To demonstrate, Conley wrote his own Facebook quiz. When you run it, it gathers your information, then shows you, the user, what it got.

That means your photos, political views, even sexual preferences can be sent back to the stranger who wrote the quiz application.

Facebook Responds

Facebook is not pleased with Conley's quiz.

"It is technologically possible for anyone who writes an application to write an application that abuses a user's privacy," says Tim Sparapani, director of public policy at Facebook.

But Sparapani says such a quiz would violate Facebook's rules.

"When that happens, we find out about it, and we take action to enforce our terms of service, and then we take legal action to scrape back data that's been unlawfully or inappropriately gathered from our users," Sparapani says.

He won't cite a specific case of such enforcement, but he says it has happened. And he says that enforcement makes Facebook applications safer than applications downloaded from the open Internet.

Computer security experts doubt the effectiveness of this policing given the vast number of people creating applications for use on the Facebook platform. Facebook itself estimates there are more than 1 million developers for the Facebook platform worldwide.

This year, Canada's privacy commissioner complained about the "information scraping" potential of third-party applications, threatening to take action against Facebook. The company agreed to give users more information about what an application might be able to "see" in their personal accounts and to give them more chances to deny applications permission to look around.

Facebook says some of these changes could take a year to complete. And Sparapani says they'll end up limiting some of the functionality of Facebook applications.

But the questions about social network privacy go beyond Facebook.

Your Social Life Is Big Business

Nathan Hamiel of the Hexagon Security Group has demonstrated how third-party programs could also collect information from MySpace accounts.

To him, the real problem is the false assumption of security on social networks.

"There's a perceived safety," he says. "People are a lot more loose with their information because they don't realize the trust they're putting into this application developer."

People tend to open up about themselves on social networks, and that kind of candor is worth money. There are now companies that mine social sites for data to sell to marketers.

For example, Rapleaf, a company in San Francisco, looks at blogs, forums, discussion boards, social networks and review sites. "All those things combined can give you a really good picture of a person," says Auren Hoffman, Rapleaf's CEO.

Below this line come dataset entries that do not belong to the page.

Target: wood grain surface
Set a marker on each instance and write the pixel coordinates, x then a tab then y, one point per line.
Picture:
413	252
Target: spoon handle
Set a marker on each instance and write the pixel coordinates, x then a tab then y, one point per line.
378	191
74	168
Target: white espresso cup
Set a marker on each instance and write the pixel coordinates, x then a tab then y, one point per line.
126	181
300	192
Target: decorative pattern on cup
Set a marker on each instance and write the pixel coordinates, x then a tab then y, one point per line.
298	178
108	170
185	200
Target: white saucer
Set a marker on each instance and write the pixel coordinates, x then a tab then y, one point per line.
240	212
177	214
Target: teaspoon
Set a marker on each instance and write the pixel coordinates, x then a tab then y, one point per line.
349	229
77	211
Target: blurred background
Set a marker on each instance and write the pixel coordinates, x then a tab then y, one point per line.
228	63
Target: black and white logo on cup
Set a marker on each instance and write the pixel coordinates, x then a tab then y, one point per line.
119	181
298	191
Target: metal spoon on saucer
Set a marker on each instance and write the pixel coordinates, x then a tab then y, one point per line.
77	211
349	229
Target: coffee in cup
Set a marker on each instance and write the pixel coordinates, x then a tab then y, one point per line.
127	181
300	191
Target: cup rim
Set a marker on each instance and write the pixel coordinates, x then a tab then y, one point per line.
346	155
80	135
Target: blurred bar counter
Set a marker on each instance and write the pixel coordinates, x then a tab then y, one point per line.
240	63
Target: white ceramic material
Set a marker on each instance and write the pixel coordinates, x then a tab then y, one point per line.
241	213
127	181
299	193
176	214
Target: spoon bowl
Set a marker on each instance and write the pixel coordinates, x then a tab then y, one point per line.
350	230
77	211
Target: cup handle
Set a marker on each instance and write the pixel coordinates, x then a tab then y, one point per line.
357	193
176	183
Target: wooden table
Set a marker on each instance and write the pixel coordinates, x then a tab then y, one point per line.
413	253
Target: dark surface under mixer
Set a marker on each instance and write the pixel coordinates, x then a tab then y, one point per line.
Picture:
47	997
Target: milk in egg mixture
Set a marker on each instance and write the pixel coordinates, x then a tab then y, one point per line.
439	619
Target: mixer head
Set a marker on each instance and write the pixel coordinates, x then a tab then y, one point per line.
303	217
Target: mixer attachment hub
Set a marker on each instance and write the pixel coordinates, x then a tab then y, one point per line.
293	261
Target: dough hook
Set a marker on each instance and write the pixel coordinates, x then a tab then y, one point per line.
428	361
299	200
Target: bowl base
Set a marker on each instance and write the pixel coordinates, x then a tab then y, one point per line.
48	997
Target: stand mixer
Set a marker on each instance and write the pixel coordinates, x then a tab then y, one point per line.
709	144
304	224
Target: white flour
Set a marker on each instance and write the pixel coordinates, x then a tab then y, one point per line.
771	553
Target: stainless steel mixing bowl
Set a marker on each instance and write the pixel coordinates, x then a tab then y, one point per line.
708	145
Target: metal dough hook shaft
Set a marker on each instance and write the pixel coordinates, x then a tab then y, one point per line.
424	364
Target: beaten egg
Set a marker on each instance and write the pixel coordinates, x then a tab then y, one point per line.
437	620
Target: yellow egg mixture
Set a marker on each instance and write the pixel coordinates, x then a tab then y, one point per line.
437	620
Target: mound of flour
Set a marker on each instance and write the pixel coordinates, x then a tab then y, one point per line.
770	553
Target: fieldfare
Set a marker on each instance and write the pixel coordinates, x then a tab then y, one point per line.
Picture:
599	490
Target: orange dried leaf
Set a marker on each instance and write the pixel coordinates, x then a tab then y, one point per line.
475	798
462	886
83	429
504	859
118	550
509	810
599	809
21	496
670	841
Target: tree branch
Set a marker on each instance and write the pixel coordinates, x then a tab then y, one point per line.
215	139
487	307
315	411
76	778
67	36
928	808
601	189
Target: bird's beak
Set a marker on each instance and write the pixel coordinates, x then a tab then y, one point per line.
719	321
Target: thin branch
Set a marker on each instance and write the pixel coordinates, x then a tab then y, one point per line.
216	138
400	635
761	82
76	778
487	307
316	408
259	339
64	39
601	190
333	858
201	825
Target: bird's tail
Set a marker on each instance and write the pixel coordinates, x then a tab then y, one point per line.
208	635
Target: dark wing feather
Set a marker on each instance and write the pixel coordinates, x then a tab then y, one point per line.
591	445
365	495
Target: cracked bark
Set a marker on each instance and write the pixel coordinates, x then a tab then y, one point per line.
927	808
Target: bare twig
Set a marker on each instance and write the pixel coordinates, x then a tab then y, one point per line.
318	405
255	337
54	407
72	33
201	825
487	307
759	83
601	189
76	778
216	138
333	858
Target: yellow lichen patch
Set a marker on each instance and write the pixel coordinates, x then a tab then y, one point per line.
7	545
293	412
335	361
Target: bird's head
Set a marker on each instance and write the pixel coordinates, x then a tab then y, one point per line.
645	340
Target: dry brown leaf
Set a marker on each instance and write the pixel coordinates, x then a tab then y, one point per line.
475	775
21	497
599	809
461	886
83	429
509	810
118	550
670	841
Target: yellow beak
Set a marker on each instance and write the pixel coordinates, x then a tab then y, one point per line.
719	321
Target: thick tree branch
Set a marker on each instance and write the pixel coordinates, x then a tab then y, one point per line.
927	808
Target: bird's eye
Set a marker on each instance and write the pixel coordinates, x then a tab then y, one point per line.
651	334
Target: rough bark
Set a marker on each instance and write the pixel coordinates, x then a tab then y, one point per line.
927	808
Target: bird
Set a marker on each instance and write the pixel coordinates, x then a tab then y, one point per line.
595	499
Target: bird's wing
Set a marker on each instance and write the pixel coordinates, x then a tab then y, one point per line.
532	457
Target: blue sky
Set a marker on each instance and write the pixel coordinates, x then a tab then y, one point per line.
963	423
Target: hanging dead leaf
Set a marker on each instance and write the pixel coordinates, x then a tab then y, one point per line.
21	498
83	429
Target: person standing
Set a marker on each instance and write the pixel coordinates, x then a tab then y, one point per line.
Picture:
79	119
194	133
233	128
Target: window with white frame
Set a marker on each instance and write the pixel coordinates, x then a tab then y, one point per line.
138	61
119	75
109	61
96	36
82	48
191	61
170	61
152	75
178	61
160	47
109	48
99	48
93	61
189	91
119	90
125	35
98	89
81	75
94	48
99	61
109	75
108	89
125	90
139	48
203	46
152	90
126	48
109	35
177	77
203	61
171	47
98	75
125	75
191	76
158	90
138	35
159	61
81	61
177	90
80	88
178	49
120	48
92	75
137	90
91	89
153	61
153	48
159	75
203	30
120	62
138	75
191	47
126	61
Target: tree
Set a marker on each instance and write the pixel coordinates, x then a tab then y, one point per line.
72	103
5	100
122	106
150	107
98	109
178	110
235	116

He says Rapleaf's computers crawl only the public parts of the social Web. Even so, Rapleaf claims it has what it calls "insights" into almost 400 million people worldwide. Those insights are sold to marketers.

Hoffman says it's valuable information that adds to the supply of data that make modern life possible.

"If we didn't have data, our world wouldn't work," Hoffman says. "You'd have to put money down to get like a cable television or a cell phone or any of those things that we take for granted today."